É nesse sentido, portanto, que o livro Identidades se corporifica. Concebida como resultado imediato de um seminário internacional homônimo – sediado, em 2012, na Faculdade de Filosofia, Letras e Ciências Humanas da Universidade de São Paulo e parte integrante de um projeto amplo titulado como Conferências USP –, a obra dispõe como organizadores os docentes Brasilio Sallum Jr. (FEUSP); Lilia Moritz Schwarcz (FFLCH-USP); Diana Vidal (FEUSP) e Afrânio Catani (FEUSP) e toma como objetivo apresentar as discussões promovidas nas mobilizações do conceito em questão – desvelando, de maneira minuciosa, uma revisão de seus múltiplos significados e usos.
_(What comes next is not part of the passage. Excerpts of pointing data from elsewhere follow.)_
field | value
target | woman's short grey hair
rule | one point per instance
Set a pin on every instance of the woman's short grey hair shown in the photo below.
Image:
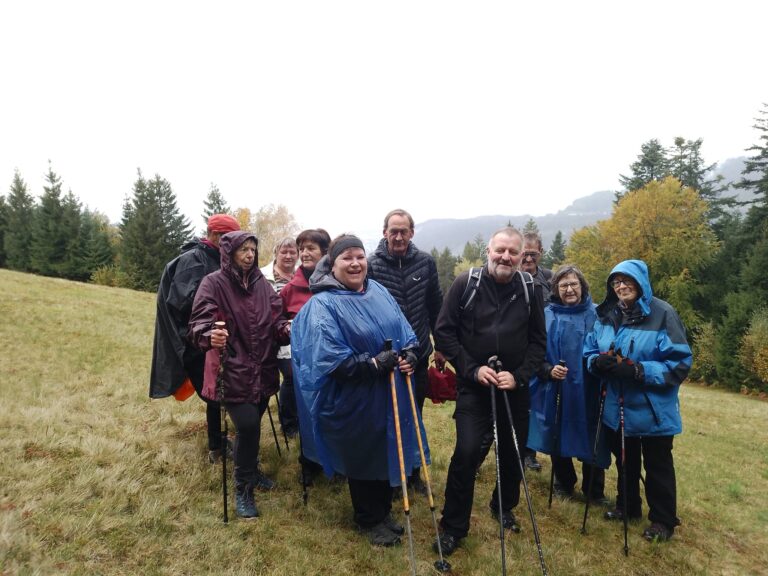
(562, 272)
(290, 242)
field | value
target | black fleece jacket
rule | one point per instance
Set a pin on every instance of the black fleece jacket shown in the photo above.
(413, 282)
(497, 323)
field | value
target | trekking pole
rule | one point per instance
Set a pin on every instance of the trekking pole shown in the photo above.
(494, 415)
(623, 465)
(441, 565)
(556, 452)
(221, 325)
(406, 506)
(302, 463)
(495, 363)
(274, 432)
(285, 436)
(603, 392)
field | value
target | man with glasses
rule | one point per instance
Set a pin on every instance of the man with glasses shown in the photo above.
(532, 251)
(410, 275)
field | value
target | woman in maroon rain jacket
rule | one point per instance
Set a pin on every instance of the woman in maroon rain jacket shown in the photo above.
(239, 295)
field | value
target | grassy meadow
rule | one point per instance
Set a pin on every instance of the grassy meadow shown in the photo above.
(97, 479)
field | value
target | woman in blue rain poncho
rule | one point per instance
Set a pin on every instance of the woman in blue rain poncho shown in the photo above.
(568, 431)
(342, 369)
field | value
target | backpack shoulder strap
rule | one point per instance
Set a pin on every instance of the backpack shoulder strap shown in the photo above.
(470, 290)
(527, 287)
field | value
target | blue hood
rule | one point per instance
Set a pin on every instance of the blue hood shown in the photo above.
(638, 271)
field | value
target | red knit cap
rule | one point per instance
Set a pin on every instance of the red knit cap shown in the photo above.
(222, 223)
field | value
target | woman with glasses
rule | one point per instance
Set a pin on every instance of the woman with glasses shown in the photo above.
(639, 350)
(564, 396)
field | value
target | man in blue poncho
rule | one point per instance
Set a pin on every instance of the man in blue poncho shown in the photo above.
(342, 367)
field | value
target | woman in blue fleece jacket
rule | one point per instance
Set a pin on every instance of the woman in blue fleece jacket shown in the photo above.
(639, 349)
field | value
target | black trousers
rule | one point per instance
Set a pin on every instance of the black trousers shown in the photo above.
(194, 369)
(371, 501)
(565, 476)
(247, 421)
(289, 419)
(473, 421)
(655, 453)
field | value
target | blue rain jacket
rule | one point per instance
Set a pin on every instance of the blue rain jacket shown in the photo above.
(574, 435)
(653, 335)
(348, 426)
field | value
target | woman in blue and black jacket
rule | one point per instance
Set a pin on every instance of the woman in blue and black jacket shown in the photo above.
(639, 349)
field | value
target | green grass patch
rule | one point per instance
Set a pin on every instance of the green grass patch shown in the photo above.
(97, 479)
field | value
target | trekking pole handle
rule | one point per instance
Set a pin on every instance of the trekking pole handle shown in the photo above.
(494, 363)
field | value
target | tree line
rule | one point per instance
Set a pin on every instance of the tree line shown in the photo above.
(705, 256)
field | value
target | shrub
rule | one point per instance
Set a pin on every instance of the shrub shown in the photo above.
(753, 351)
(704, 363)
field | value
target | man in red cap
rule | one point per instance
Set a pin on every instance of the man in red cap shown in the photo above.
(175, 362)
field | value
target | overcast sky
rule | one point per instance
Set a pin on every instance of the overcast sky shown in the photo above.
(344, 110)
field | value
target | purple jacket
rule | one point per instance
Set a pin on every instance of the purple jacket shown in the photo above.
(256, 325)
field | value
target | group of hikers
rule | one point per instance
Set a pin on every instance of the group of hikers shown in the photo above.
(539, 368)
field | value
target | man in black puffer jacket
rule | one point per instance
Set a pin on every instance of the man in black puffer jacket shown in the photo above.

Decerto, este exame refinado se materializa por meio de dez artigos que, por sua vez, se distribuem em cinco eixos temáticos, compondo cada qual uma abordagem distinta a respeito da identidade – a saber: A questão da identidade; Etnia; Gênero; Nação e Classe.
Isto posto, o primeiro artigo, intitulado Identidade como problema, do filósofo Kwame Anthony Appiah, traz à tona uma breve, intensa e significativa teorização acerca da natureza das identidades. Discorrendo, dentre outras coisas, a respeito da atualidade do tema, o autor defende um modo específico de se enxergar os discursos identitários – depositários de rótulos, normas e subjetividades que fundamentam o fato de serem classificadas como socialmente construídas e que integram a vida ética estabelecida. Além disso, justificando seu constante uso no desencadear das relações sociais – pelo menos, desde os anos de 1960 –, chama atenção à capacidade que as identidades possuem na construção de nossas vidas, visto que viabilizam – principalmente às parcelas sociais historicamente marginalizadas – a luta pela legitimação de seus direitos como cidadãos.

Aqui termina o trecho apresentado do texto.